I’m trying to understand how to use censored values in modeling with Stan. I have three questions that would be very helpful to have clarified.
- Right vs. left censoring. In the censored data part of the user guide, it states
Since Stan does not allow unknown values in its arrays or matrices, the censored values must be represented explicitly, as in the following right-censored case.
Then, it defines a set of y_cens values that are required to be larger than a previously defined value U
real<lower=U> y_cens[N_cens];
Since they are larger than a value on the left, I’m confused why these values are considered to be right censored. Could you please explain how left and right censoring are defined?
- I’m interested to understand how censoring is implemented by Stan. In a sampling statement such as the following, how does Stan assure that the sampled parameter values are, in this case, larger than U? Is some form of rejection sampling applied?:
model {
...
y_cens ~ normal(mu, sigma);
}
- Following the notation above, with U as the endpoint used for censoring, is it possible to define variable censors for an array of parameters?

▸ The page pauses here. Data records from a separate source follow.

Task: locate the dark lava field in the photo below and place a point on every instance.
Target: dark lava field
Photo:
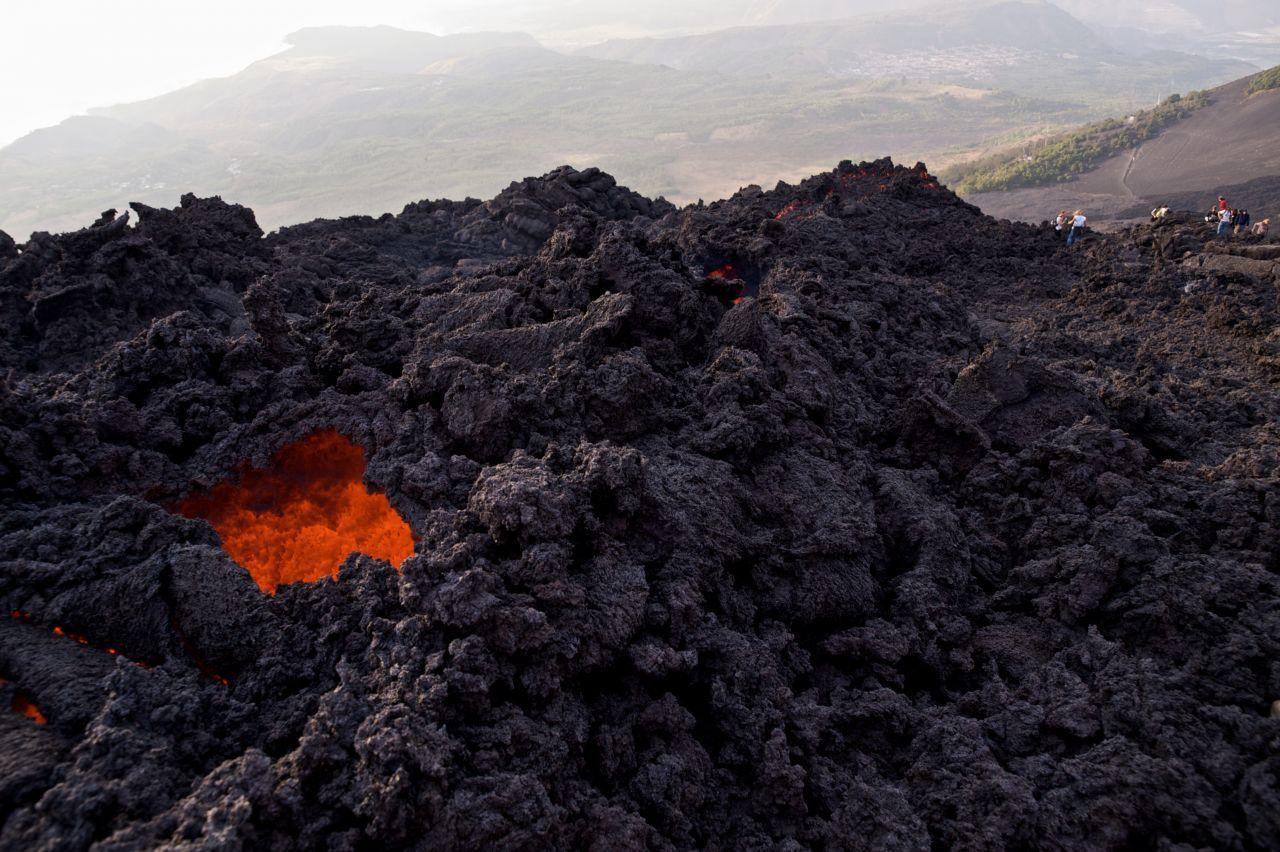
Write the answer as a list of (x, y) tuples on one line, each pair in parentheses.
[(832, 517)]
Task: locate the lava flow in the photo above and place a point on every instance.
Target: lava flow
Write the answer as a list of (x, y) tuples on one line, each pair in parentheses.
[(298, 521), (728, 273), (23, 705)]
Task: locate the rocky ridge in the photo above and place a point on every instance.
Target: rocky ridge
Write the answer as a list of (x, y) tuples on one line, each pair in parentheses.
[(914, 531)]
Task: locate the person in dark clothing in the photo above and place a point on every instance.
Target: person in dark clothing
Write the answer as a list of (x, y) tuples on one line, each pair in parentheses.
[(1078, 223)]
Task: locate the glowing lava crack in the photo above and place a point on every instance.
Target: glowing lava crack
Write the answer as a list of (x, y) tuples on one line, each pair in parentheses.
[(300, 520)]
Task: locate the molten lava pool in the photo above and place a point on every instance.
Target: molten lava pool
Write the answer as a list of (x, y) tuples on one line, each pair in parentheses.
[(300, 520)]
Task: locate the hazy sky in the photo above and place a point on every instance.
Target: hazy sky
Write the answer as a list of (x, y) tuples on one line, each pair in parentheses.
[(59, 58)]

If it is possible, how would it be programmed in Stan? Something like the following:
...
transformed data {
...
array[3] real Us = {1.1,5.2,6.3}; //arbitrary values used for example... perhaps generated by some other function
...
}
...
transformed parameters {
...
array[3] real<lower=Us> t_O;
...
}
...
model {
t_O ~ <some_pdf>(...)
}
In my particular problem, I’ve got a set of observed data points, t, and a set of associated latent variables, t_O. Each t_{O_i} must be less than the corresponding t_i. How would I implement this?
Thank you!